The frightening new virus was created by Ron Fouchier, a researcher in the Netherlands, last year as he was experimenting with the bird flu. So far, human-to-human transmission of the bird flu has been rare because the virus lacks the necessary equipment to travel in a sneeze. But for years public-health experts have feared that it would one day go airborne. The bird flu has killed roughly 50 percent of the few people it has infected. If it could spread as easily as the seasonal flu, it would kill with the ferocity of a doomsday virus in a science-fiction movie.
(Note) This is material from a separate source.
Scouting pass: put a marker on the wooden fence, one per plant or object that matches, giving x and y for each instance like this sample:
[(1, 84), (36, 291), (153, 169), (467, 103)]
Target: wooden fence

And now that worst-case virus may have arrived. In the course of his investigations, Fouchier inadvertently engineered a virus that passes its death sentence through a sneeze. For now, the virus only exists in a lab in Rotterdam. (A somewhat less lethal version was created by another team of scientists last year, in Madison, Wisconsin.) Though the virus has only been tested in ferrets, which have respiratory tracts similar to our own, many scientists agree there's a good chance it could be just as lethal in humans.